12-555765 / RF 1946 1

La Guerre

Date de publication : mai 2016

Auteur : Benjamin BILLIET

L’armée française prête à repartir au front ?

A la fin des années 1880, près de vingt ans après la défaite de Sedan, les idées revanchardes atteignent un point culminant en France. La guerre de 1870 n’est pas digérée, et le désir de reprendre l’Alsace et la Lorraine suffisamment fort pour que les va-t-en-guerre aient l’oreille des français. Un leader charismatique émerge alors : le général Boulanger. Ministre de la guerre de 1886 à 1887, il porte la bannière de tous les mécontents. Son suicide, en 1891, met fin à l’éphémère mouvement boulangiste, mais les idées qu’il portait ne sont pas enterrées avec lui. Les figures nationalistes comme Paul Déroulède ou Maurice Barrès les reprennent à leur compte tout en les teintant plus vivement de xénophobie.

Dans ce climat tendu, le gouvernement se dirige peu à peu vers une conscription militaire universelle : en 1889, les dispenses de service pour les enseignants, les élèves des grandes écoles et du séminaire sont levées. Deux ans plus tard, le 1er mai 1891, cette armée à laquelle les fils de France sont donc appelés à participer retourne ses fusils contre le peuple. Cet événement, la fusillade de Fourmies, laisse le pays sous le choc : sous les balles de la République, des civils sont tombés.

Intitulé la Guerre et peint par le Douanier Rousseau, ce tableau est exposé au Salon des Indépendants de 1894.

La furie et son charnier

Peint dans les teintes de terre, de sang et du noir de l’abîme sans fond, ce paysage n’est que dévastation. Sur le dos d’un animal d’enfer qui tient autant du fourmilier que du cheval, une enfant hirsute le survole. De sa main droite, elle tient une épée, de l’autre une torche enflammée. Sa responsabilité dans la désolation qui l'environne semble évidente.

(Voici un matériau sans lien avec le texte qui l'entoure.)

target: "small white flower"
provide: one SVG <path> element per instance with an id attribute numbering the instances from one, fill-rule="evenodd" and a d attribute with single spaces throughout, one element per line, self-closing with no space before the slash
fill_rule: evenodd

Sous sa monture, les morts n'ont pas d'uniforme. De cette façon, Henri Rousseau ne permet pas d'identifier une guerre en particulier : il généralise l'évocation à tous les conflits. Ces corps nus qui s’amoncellent peuvent même se comprendre comme des victimes civiles.

Le Douanier Rousseau reprend de façon assez littérale une illustration de presse parue le 6 octobre 1889 dans le journal anarchiste L’Égalité. Intitulée Le Tsar, cette image montrait une caricature d’Alexandre III à cheval survolant une pyramide de cadavres dénudés. Cette appropriation d’une image trouvée dans la presse ou dans une publication populaire s’observe fréquemment dans la peinture de cet autodidacte.

Un message pacifiste

Pour le Douanier Rousseau, grand amateur de jungles luxuriantes, cette végétation ravagée symbolise le malheur le plus total. Aux branches brisées, il fait correspondre les bras arrachés ou désarticulés. S’il prétendait avoir participé aux guerres du Second Empire, on pense désormais qu’il n’a en réalité jamais porté l’uniforme militaire. Il défend plutôt les idées pacifistes, comme en témoigne ses Représentants des puissances étrangères venant saluer la République en signe de paix de 1907.

Au Salon des Indépendants de 1894, pendant lequel La Guerre est exposée, il rédige un slogan pour présenter le tableau dans le livret : "elle passe effrayante, laissant partout le désespoir, les pleurs, la ruine". Il confirme ainsi son choix de l’allégorie, ce qui lui permet de faire passer la guerre pour un caprice infantile.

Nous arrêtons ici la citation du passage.